Loviam never sells, rents or shares your personal data with third parties for advertising or commercial purposes.

6. Our sub-processors

To operate, Loviam relies on the following providers, selected for their data protection guarantees:

  • OVH SAS (France, EU) — hosting the application server, the PostgreSQL database and profile photos. All data stored in France.
  • OVH Mail Plan (France, EU) — email service used to send transactional emails (sign-up confirmation, password reset, notifications).
  • Cloudflare, Inc. (United States) — content delivery network and web application firewall (protection against bots and attacks). Cloudflare processes your IP address and HTTP request metadata in transit. Transfer outside the EU: Cloudflare is certified under the EU-U.S. Data Privacy Framework and enforces the European Commission's Standard Contractual Clauses, guaranteeing an adequate level of protection.
  • Google Search Console (Google Ireland Ltd., EU) — used only to monitor the SEO of public pages. No logged-in user data is transmitted.

No other third-party service (analytics, behavioral advertising, CRM, managed push) is used.
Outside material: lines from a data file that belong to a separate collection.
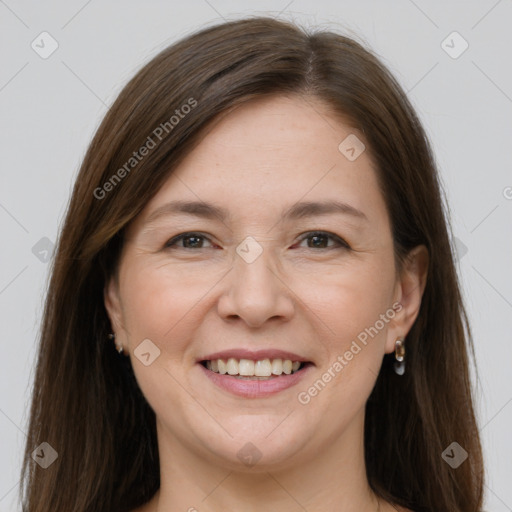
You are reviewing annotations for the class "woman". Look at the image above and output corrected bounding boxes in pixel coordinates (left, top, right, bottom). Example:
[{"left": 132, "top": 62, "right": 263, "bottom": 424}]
[{"left": 22, "top": 17, "right": 483, "bottom": 512}]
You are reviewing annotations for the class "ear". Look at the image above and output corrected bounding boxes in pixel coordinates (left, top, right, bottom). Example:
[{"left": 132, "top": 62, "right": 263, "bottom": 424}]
[
  {"left": 103, "top": 275, "right": 126, "bottom": 347},
  {"left": 385, "top": 245, "right": 429, "bottom": 354}
]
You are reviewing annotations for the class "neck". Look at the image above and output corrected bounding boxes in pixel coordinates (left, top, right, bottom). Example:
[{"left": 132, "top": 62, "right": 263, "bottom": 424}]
[{"left": 148, "top": 411, "right": 385, "bottom": 512}]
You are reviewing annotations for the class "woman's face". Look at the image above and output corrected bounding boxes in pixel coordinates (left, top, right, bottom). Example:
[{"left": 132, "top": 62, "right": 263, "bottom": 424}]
[{"left": 106, "top": 96, "right": 421, "bottom": 468}]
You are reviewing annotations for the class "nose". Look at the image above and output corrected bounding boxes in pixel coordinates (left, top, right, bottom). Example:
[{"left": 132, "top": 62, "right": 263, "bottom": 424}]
[{"left": 218, "top": 240, "right": 295, "bottom": 328}]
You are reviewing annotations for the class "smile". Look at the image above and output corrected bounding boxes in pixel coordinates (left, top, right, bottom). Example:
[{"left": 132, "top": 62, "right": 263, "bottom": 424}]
[
  {"left": 198, "top": 351, "right": 315, "bottom": 398},
  {"left": 203, "top": 357, "right": 305, "bottom": 380}
]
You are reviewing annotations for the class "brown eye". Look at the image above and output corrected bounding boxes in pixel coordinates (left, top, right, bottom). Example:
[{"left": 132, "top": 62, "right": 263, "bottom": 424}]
[
  {"left": 294, "top": 231, "right": 350, "bottom": 249},
  {"left": 165, "top": 233, "right": 209, "bottom": 249}
]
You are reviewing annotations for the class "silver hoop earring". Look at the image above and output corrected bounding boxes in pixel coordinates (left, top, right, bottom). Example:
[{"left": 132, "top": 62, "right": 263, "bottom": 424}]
[
  {"left": 108, "top": 333, "right": 123, "bottom": 354},
  {"left": 393, "top": 338, "right": 405, "bottom": 375}
]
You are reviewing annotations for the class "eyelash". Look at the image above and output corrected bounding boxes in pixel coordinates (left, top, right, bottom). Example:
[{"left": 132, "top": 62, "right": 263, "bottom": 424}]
[{"left": 164, "top": 231, "right": 350, "bottom": 250}]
The Mercure hub (realtime notifications) and the Web Push server (VAPID) are self-hosted on our own OVH server; no third party has access to messages.

7. Data retention

  • Active account: as long as you use the service
  • Account inactive for over 2 years: warning email, then automatic deletion 30 days later
  • Deleted account: 30-day recovery period, then permanent erasure
  • Messages: kept as long as both users in a conversation have an active account
  • Connection logs and IP addresses: 12 months maximum (LCEN obligation)
  • Reports and moderation decisions: 1 year after processing

8. Your rights (GDPR)

In accordance with Articles 15 to 22 GDPR, you have the following rights at any time:

  • Right of access — get a copy of all your data
  • Right to rectification — correct inaccurate data
  • Right to erasure — delete your account and data
  • Right to restriction — temporarily freeze certain processing
  • Right to portability — download your data in a structured format (JSON)
  • Right to object — object to processing based on legitimate interest
  • Right to withdraw consent — at any time, without affecting the lawfulness of prior processing
  • Post-mortem directives — define what happens to your data after death

To exercise these rights, email contact@loviam.com or use the contact form. Many of these rights are also directly accessible from your account settings (JSON export, one-click deletion).
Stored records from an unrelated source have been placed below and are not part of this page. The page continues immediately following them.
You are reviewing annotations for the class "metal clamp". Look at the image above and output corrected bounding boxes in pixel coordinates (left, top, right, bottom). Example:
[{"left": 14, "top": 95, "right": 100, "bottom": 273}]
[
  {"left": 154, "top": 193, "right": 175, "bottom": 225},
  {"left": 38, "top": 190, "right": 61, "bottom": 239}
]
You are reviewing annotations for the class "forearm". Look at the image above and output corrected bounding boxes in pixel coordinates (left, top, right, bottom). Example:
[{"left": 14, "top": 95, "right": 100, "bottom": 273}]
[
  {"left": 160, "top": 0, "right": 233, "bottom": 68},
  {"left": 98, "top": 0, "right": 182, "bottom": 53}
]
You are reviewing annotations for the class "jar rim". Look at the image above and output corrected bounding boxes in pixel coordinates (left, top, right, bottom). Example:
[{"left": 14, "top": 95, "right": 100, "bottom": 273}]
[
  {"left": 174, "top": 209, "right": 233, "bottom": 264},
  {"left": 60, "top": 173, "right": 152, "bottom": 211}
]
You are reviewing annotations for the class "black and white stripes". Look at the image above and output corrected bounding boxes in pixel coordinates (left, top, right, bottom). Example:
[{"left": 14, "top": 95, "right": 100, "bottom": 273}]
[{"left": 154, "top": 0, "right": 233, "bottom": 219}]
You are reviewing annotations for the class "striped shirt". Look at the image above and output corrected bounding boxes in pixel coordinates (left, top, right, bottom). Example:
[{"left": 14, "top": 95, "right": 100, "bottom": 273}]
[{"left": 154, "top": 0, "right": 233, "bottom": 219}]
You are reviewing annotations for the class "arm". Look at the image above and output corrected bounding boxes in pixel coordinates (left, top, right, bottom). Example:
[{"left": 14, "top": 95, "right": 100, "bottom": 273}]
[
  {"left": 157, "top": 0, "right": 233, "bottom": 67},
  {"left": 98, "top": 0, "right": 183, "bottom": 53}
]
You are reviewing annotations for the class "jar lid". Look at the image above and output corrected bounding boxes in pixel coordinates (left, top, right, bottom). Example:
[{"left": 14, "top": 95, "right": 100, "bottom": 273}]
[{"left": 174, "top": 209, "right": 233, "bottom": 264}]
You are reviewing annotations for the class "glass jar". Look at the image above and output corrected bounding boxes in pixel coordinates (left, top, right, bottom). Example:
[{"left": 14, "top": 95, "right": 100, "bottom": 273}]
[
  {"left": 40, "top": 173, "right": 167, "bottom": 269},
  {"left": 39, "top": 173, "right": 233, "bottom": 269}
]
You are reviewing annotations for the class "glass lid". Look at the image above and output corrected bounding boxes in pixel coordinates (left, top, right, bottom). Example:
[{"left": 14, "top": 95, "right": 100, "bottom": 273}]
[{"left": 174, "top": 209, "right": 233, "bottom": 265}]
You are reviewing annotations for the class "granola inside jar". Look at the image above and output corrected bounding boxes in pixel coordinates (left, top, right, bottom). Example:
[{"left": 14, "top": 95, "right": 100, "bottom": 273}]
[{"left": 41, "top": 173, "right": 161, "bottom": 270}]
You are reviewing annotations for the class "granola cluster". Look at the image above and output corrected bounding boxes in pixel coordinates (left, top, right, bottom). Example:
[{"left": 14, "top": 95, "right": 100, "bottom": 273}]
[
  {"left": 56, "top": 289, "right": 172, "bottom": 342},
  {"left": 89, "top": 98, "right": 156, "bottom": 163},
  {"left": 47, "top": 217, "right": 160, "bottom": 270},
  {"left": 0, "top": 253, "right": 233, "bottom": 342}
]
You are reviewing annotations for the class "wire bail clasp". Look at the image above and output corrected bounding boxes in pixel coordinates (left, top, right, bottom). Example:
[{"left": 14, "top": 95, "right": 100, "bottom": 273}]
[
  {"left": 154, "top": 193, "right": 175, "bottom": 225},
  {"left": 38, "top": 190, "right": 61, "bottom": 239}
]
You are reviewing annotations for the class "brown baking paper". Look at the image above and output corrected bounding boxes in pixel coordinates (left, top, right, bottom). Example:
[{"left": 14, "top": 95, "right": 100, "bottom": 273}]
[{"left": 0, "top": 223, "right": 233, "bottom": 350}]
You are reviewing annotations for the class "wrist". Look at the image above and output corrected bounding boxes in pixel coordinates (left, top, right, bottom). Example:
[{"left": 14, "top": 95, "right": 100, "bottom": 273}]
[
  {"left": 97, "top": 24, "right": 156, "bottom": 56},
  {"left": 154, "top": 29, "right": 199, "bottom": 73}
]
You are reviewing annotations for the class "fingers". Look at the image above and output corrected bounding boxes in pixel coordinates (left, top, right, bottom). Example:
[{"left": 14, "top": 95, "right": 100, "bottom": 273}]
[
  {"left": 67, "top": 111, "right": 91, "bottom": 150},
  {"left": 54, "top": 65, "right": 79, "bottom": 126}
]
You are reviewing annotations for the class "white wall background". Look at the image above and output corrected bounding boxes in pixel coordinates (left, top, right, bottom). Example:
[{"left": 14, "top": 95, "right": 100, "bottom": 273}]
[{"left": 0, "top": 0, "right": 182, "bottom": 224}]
You may also lodge a complaint with the CNIL (French Data Protection Authority) — www.cnil.fr.

9. Cookies and trackers

Loviam only uses strictly necessary cookies, exempt from consent under CNIL deliberation no. 2020-091:

  • PHPSESSID — PHP session cookie (duration: browser session)
  • CSRF token — anti-request-forgery protection (duration: session)
  • Cloudflare technical cookies (cf_clearance, __cf_bm) — used only for bot detection and security, exempt from consent

No advertising cookies, no third-party analytics, no behavioral trackers are placed on your device.

10. Minors

The Loviam service is strictly reserved for adults (18+). We do not knowingly collect data from minors. If we learn that a minor has registered, their account is deleted and their data erased immediately.

If you are a parent or guardian and believe a minor is using our service, contact us at contact@loviam.com.

11. Data security

We implement the following technical and organizational measures, proportionate to the risks:

  • Password hashing with a modern algorithm (Argon2id or equivalent, picked automatically by Symfony)
  • HTTPS/TLS encryption site-wide
  • CSRF protection on all sensitive forms
  • Cloudflare Web Application Firewall against attacks and bots
  • Geolocation never exposed to the client: only a rounded distance is returned
  • Regular database backups
  • Admin access limited to the data controller

12. Changes to this policy

This policy may change to reflect technical, legal or functional updates. Should a substantial change affect your rights, we will notify you by email or in-app at least 15 days before the changes take effect.

The date of the last update and the version number are shown at the top of this page. Continued use of the service after modification constitutes acceptance of the new policy.